Patricia Heaton is one of TV’s most successful sitcom actresses. She’s energetic, relatable and knows how to turn a phrase. In Carol’s Second Act, she's a doctor who shows up for her first day at the hospital and meets the other much younger interns who are standard sitcom characters and her arrogant, aegist boss. No one thinks this fish belongs in this tank of water. She doesn’t follow orders and tries too hard. But because this is a 80s/90s sitcom, Carol has more than a few things to teach these millennials. Just like in the 80s/90s, there are four jokes per page and then a “real moment” every five pages, just like the sitcom instruction manual says. Patty Heaton deserves better. Please run as fast as you can.

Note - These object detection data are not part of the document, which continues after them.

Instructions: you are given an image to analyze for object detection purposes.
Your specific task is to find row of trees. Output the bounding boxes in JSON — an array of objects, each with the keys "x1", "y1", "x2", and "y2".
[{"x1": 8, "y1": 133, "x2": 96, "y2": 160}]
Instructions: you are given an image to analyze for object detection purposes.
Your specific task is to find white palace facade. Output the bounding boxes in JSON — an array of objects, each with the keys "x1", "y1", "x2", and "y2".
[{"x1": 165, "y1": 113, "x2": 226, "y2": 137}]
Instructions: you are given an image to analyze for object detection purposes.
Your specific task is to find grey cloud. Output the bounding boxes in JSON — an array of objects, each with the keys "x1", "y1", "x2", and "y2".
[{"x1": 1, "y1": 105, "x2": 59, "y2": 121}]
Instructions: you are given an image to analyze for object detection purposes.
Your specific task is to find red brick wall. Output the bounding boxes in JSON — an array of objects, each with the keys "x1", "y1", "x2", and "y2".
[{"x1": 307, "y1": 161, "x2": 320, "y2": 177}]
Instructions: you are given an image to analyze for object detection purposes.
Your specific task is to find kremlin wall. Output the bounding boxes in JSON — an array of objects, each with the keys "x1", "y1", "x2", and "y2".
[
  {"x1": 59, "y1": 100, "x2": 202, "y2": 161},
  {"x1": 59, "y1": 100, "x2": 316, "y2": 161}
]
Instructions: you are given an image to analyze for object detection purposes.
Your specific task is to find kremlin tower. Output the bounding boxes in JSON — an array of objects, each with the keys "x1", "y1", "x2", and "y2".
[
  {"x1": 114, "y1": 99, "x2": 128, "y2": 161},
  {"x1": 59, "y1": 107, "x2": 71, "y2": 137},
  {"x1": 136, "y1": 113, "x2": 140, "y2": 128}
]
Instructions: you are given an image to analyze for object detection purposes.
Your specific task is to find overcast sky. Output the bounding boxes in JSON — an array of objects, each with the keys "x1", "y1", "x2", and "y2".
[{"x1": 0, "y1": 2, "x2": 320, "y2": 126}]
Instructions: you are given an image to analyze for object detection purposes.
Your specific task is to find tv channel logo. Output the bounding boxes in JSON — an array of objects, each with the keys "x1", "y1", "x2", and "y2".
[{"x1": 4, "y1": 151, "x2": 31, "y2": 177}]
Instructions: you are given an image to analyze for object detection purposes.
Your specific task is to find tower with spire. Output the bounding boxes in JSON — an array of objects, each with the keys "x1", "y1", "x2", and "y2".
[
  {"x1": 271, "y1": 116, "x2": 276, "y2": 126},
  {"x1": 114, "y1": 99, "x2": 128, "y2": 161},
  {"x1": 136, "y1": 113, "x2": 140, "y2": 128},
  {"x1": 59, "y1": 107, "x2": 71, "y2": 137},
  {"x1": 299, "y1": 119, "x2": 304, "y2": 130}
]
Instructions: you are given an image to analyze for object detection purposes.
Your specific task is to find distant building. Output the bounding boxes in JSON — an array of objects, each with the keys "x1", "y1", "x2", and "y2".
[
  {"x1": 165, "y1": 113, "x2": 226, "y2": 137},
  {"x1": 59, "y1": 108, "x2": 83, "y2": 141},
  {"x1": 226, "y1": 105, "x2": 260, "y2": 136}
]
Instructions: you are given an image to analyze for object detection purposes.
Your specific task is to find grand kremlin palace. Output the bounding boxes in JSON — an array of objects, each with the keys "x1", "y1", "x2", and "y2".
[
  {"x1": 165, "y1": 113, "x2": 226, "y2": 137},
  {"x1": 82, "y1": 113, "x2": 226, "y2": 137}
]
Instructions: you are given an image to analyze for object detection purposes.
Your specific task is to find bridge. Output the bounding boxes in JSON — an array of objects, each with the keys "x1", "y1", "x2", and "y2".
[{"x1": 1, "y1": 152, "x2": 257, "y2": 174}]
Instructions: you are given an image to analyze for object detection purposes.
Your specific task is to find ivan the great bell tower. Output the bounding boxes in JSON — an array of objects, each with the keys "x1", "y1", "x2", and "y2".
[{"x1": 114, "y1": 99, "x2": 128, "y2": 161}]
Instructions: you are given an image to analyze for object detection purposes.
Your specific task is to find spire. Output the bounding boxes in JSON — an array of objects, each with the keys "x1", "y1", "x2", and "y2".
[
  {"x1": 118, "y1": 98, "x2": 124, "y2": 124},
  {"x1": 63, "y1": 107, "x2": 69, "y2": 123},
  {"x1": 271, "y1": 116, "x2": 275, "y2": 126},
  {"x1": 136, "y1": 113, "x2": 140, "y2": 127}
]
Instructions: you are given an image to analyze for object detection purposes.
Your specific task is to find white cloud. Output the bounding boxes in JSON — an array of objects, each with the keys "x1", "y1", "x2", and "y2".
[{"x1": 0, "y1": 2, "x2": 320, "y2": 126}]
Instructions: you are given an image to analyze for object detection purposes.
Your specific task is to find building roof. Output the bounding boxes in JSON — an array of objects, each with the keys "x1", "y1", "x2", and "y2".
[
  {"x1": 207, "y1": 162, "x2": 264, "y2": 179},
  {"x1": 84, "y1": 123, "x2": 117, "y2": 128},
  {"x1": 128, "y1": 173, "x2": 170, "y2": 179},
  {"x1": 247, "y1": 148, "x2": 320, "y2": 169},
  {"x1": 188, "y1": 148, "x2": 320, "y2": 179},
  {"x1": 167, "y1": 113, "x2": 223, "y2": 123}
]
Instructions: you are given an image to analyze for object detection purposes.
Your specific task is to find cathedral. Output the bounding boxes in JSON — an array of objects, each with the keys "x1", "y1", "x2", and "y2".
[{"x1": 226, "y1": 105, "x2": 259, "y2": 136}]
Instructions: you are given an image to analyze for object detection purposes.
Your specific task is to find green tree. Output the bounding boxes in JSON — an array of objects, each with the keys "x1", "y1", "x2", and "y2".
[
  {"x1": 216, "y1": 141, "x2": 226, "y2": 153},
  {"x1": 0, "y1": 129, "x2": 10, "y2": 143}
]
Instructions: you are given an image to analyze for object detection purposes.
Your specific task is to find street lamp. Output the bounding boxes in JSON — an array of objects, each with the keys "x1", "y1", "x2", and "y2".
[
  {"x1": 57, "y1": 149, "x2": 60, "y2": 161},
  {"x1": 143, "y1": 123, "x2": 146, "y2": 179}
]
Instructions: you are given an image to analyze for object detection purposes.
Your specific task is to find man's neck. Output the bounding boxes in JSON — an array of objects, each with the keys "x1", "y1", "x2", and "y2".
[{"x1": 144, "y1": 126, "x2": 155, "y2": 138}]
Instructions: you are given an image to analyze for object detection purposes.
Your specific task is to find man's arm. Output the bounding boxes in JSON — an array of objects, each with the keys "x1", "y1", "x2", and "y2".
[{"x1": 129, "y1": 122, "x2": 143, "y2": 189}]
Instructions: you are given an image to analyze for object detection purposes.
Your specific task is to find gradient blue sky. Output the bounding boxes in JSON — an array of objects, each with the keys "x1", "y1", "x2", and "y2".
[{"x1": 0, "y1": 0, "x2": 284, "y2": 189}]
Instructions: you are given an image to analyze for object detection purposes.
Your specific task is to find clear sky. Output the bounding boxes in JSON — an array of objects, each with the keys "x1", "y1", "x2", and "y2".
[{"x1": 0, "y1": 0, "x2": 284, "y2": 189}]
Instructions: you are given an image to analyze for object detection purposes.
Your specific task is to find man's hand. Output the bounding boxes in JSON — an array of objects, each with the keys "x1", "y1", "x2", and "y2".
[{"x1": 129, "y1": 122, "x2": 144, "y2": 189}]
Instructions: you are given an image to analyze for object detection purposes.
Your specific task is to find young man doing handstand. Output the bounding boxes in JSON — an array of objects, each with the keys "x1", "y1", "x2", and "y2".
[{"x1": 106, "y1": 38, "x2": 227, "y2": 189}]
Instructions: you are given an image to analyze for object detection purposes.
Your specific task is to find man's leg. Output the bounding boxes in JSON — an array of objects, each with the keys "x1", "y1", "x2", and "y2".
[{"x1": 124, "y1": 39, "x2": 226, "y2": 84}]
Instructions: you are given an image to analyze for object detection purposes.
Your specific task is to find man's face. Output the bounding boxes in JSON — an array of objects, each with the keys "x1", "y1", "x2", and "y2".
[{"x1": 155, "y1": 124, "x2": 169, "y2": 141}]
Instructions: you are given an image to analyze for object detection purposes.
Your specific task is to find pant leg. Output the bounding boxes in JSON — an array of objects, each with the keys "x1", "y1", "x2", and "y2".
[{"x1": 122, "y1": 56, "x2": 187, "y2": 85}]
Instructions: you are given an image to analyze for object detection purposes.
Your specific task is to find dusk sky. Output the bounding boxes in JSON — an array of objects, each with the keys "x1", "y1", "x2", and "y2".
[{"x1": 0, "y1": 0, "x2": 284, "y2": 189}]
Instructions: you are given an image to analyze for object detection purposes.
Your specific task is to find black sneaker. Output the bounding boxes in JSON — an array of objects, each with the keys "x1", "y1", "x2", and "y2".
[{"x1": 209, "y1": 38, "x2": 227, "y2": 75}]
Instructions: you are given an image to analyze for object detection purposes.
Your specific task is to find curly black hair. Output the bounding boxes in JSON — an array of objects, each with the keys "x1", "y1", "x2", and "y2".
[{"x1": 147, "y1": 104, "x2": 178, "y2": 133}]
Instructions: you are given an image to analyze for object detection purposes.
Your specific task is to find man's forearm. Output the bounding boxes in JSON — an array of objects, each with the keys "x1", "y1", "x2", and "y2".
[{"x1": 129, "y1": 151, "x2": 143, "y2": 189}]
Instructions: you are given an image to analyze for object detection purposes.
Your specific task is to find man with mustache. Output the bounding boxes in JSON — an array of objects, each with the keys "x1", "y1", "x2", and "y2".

It’s great that network television is trying to become more diverse. Unfortunately, diversity doesn’t make your show funny. In Sunnyside, the talented Kal Penn plays Garrett Modi, a disgraced city councilman who loses his seat and most of his dignity. In a bar, he bumps into a group that needs green cards, but, oh no, all the prep classes are booked! We’ll get deported! Will you help us, Mr. Modi? The immigrants from Sunnyside, Queens hit the racial trifecta, with stereotypes of Asians, Indians and Latinas delivering the jokes you hoped not to hear. What’s supposed to happen in future seasons? How long do you study for a green card? One hopes such a diverse program will break out but this unlikely situation is why sitcoms struggle so much. You just don’t believe it. Immigration is obviously a hot topic these days, but one of the group getting picked up by ICE doesn’t get me laughing, it gets me running away.
Not that anyone cares, but this genre of TV creeps me out. I know that’s the idea but I’ve had his issue ever since The Exorcist. I have to leave the country when American Horror Story is on. But Michelle and Robert King (The Good Wife) really know what they’re doing. A mom with four kids who lives near the subway is asked by the excellent Michael Colter (Luke Cage) and the Catholic Church to “assess” whether or not the awful things happening are Church related or just regular awful. Evil makes one regrettable mistake that too many pilots make. It takes 19 minutes until I start to care. With commercials, that’s almost a half hour of TV time. These days, that's an eternity. When producers like the Kings are involved, I watch at least three episodes to make sure I’m not missing a potential hit. I can cover my eyes at the scary parts.
Next time, I’ll cover the network shows with later premieres and the best of cable and streaming. And if the shows above don’t keep you busy, watch Unbelievable and Inside Bill’s Brain: Decoding Bill Gates on Netflix. So great.